1

i have a dataframe with two columns:

 VAR1.                     VAR2.

  A.              102 million; 102 million

  B.      0.1 million; 2 million; 0.1 million; 2 million

I want to remove duplicate values of VAR2. for each row, obtaining

 VAR1.           VAR2.

  A.          102 million

  B.     0.1 million; 2 million

How can I do?

thank you for your suggestions.

Silvia
  • 405
  • 4
  • 17

2 Answers2

2

Using base R, we can split the string on ";" and paste unique entries for VAR2

sapply(strsplit(df$VAR2, ";"), function(x) paste(unique(x), collapse = ";"))
#[1] "102 million"           "0.1 million;2 million"
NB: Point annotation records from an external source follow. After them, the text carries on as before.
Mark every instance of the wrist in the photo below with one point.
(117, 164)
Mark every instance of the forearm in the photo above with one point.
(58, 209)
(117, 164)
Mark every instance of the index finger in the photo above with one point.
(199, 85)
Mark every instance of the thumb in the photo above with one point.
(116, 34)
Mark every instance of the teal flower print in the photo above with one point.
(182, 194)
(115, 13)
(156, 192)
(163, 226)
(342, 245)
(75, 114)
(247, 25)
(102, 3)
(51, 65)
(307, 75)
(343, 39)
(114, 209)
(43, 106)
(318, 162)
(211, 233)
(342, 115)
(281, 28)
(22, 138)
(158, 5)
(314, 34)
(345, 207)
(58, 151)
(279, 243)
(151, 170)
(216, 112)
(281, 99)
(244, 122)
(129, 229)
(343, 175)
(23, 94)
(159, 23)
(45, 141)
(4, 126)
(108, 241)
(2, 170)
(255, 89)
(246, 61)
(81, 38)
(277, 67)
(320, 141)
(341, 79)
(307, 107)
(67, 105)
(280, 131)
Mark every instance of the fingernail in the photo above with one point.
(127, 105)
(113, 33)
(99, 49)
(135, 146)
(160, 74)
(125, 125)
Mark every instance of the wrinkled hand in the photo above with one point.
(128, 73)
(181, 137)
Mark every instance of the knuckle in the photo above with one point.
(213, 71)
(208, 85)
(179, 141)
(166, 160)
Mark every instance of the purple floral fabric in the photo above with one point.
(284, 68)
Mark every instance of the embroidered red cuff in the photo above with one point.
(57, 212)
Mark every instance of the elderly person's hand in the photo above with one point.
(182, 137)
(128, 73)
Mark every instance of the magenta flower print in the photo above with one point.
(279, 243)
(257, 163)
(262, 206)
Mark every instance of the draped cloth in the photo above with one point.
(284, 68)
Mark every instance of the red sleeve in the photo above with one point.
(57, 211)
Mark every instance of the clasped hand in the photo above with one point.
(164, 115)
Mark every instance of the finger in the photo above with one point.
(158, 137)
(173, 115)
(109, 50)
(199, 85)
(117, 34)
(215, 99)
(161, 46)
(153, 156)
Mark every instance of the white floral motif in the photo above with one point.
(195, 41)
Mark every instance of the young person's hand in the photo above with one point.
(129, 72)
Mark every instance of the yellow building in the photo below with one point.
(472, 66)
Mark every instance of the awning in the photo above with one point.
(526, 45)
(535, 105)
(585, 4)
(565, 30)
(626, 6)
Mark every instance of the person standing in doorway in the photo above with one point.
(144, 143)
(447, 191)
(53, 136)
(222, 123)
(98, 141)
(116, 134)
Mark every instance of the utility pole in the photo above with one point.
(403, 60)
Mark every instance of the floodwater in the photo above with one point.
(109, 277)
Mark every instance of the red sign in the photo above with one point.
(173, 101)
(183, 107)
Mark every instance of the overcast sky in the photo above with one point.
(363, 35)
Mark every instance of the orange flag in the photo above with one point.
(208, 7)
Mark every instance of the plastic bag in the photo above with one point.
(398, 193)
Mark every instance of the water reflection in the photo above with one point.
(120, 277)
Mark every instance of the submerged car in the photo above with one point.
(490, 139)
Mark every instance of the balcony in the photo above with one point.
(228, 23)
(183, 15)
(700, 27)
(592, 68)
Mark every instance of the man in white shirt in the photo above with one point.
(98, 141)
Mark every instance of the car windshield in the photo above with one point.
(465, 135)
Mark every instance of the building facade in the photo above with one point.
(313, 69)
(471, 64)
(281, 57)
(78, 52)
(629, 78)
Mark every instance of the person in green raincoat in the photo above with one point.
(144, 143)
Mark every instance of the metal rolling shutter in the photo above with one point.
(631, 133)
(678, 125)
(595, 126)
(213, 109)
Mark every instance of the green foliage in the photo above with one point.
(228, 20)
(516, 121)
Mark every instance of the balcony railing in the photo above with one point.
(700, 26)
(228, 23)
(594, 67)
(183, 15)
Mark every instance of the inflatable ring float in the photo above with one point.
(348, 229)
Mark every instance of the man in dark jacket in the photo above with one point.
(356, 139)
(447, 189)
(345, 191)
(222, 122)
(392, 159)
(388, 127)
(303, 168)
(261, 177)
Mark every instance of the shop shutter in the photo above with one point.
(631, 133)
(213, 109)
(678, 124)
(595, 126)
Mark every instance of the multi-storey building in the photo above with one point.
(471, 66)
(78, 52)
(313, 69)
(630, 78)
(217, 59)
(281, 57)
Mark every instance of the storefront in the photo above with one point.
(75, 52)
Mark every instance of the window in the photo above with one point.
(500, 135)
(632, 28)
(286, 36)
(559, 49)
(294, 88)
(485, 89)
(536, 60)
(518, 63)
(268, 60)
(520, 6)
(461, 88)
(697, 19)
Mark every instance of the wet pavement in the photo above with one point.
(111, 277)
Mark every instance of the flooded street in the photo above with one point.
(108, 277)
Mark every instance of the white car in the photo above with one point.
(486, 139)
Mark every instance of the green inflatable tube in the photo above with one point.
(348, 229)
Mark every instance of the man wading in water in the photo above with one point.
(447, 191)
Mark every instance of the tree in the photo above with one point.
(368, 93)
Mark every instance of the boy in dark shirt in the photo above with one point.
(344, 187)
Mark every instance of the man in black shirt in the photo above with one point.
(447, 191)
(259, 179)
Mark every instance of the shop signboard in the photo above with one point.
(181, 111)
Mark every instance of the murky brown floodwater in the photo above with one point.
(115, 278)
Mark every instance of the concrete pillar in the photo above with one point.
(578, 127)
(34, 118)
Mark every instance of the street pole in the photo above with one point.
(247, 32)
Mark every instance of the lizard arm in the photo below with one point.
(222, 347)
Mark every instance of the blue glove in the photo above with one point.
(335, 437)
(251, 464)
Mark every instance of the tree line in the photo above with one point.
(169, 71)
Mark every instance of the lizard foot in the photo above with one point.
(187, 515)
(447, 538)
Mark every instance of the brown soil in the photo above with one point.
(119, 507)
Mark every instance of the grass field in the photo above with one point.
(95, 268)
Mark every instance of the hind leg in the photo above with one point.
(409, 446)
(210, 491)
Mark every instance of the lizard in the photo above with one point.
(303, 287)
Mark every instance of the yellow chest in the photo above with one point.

Using dplyr and tidyr we can use separate_rows to bring VAR2 into different rows and then paste only unique entries per group.

library(dplyr)
library(tidyr)

df %>%
 separate_rows(VAR2, sep = ";") %>%
 group_by(VAR1) %>%
 summarise(VAR2 = paste(unique(VAR2), collapse = ";"))

#  VAR1  VAR2                 
#  <fct> <chr>                
#1 A     102 million          
#2 B     0.1 million;2 million
Ronak Shah
  • 377,200
  • 20
  • 156
  • 213
1

Here is a solution using sub which seems to work:

x <- "0.1 million; 2 million; 0.1 million; 2 million"
gsub("\\b(\\d+(?:\\.\\d+)?) ([^;]+); (?=.*\\b\\1 \\2\\b)", "", x, perl=TRUE)

[1] "0.1 million; 2 million"

The general strategy used here is to match a number, with an optional decimal component, followed by another word, provided that this number-word term appears at least once downstream in the input string. If it does appear again, then we remove the first terms by replacing with empty string. Note that the last occurrence of a pair of terms would not be deleted, owing to that the positive lookahead would fail.

Tim Biegeleisen
  • 502,043
  • 27
  • 286
  • 360